Maltiverse Threat Intelligence Platform offers a powerful feature known as the Scoring Algorithm, which is available for Enterprise customers. This customizable, rule-based scoring algorithm is pivotal in evaluating and managing the threat intelligence data uploaded by the customer. A key component of this algorithm is the concept of “Affected Indicators,” which we will explore in this article.
Understanding “Affected Indicators” #
Definition #
“Affected Indicators” refer to the set of IoCs that match the query of a scoring rule. These IoCs are directly impacted by the actions defined in the rule’s action stack and is changing across time.
Visualization in Maltiverse #
“Affected Indicators” are prominently displayed in two areas within the Maltiverse platform:
- Scoring Rule Dashboard:
- In this table, each scoring rule is listed along with various details.
- The “Affected Indicators” for each rule are shown as a count in a dedicated column.
- This count gives a quick overview of how many IoCs are currently impacted by the rule.
- Individual Rule View:
- Within each rule’s detailed view, there is a tab labeled “Affected IoCs.”
- This tab not only displays the count of affected IoCs but also provides a browsable, paginated list of these IoCs.
- Users can navigate through this list to examine each affected IoC in detail.
Interacting with Affected Indicators #
- Analysis: Users can analyze the listed IoCs to understand why they were matched by the rule and the implications of the applied actions.

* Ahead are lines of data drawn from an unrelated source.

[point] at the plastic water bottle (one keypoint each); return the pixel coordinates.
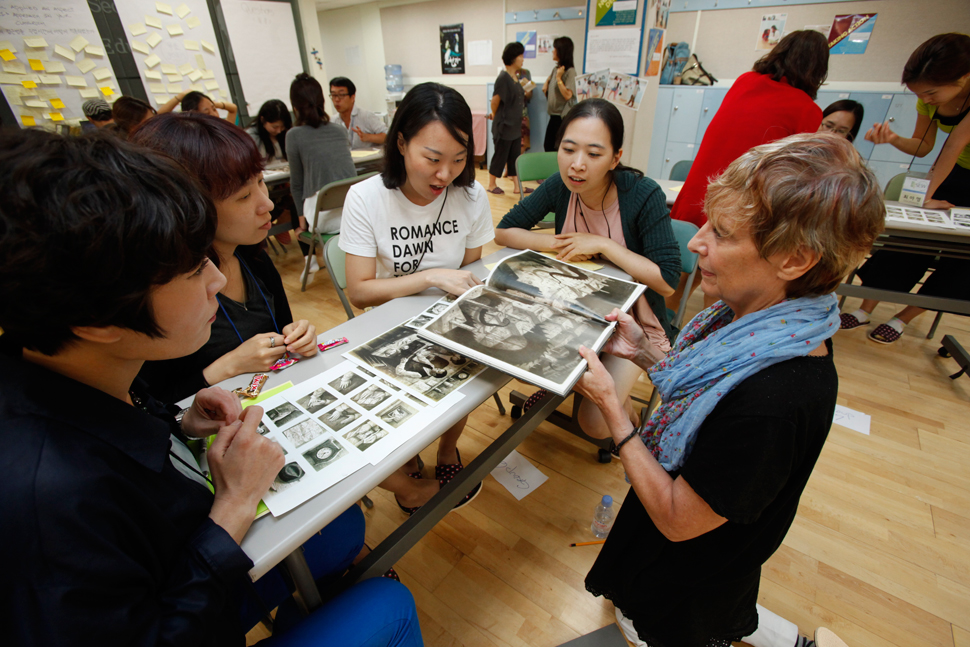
(603, 517)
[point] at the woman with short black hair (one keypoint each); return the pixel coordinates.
(319, 154)
(253, 326)
(413, 227)
(560, 89)
(508, 102)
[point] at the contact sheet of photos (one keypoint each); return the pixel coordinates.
(335, 423)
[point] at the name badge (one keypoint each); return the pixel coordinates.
(914, 191)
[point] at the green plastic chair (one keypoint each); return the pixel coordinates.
(537, 166)
(680, 170)
(895, 186)
(331, 196)
(336, 259)
(683, 232)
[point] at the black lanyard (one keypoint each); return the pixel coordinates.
(265, 300)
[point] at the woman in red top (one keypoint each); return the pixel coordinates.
(776, 99)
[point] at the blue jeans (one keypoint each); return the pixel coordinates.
(373, 612)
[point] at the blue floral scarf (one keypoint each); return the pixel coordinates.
(713, 354)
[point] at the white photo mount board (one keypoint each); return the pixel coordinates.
(172, 48)
(266, 49)
(58, 25)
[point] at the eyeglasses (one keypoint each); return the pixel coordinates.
(832, 128)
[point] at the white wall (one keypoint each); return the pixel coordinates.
(353, 46)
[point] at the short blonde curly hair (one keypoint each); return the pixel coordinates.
(809, 190)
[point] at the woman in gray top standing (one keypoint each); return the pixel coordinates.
(318, 153)
(560, 89)
(508, 102)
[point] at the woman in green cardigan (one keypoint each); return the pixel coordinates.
(609, 211)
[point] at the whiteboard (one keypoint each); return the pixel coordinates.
(264, 43)
(71, 53)
(175, 48)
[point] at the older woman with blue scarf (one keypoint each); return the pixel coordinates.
(748, 393)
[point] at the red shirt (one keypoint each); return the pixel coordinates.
(755, 111)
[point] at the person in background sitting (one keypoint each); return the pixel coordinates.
(319, 153)
(128, 113)
(269, 129)
(115, 530)
(98, 112)
(195, 101)
(365, 130)
(938, 73)
(774, 100)
(253, 326)
(843, 118)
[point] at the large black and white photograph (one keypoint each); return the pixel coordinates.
(416, 363)
(530, 340)
(324, 454)
(365, 435)
(532, 275)
(339, 417)
(397, 413)
(303, 432)
(289, 476)
(370, 397)
(316, 400)
(283, 414)
(347, 382)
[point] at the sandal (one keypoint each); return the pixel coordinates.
(417, 475)
(850, 321)
(533, 399)
(884, 334)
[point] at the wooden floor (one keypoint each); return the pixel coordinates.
(879, 552)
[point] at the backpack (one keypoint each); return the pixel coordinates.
(674, 60)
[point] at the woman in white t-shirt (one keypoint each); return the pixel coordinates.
(413, 228)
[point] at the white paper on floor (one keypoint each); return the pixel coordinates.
(854, 420)
(518, 475)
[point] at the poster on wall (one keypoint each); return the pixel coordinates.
(53, 61)
(528, 40)
(662, 14)
(850, 33)
(592, 86)
(616, 49)
(771, 30)
(655, 51)
(616, 12)
(452, 49)
(625, 90)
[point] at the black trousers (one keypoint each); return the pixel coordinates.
(506, 152)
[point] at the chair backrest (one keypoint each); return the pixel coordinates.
(535, 166)
(680, 170)
(895, 186)
(683, 232)
(335, 259)
(332, 195)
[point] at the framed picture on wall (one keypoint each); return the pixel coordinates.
(452, 49)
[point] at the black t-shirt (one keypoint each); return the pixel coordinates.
(174, 379)
(752, 458)
(507, 121)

- Modification: Based on this analysis, users can modify the rule’s query or action stack to refine their threat intelligence process.
- Tracking Changes: Over time, as the threat landscape evolves, users can track how the number and nature of affected IoCs change in response to their rule adjustments.
Conclusion #
The “Affected Indicators” feature in Maltiverse’s Scoring Algorithm is a crucial tool to manage and refine their scoring rules effectively. By providing a clear view of the IoCs impacted by specific rules and allowing for in-depth analysis and modification.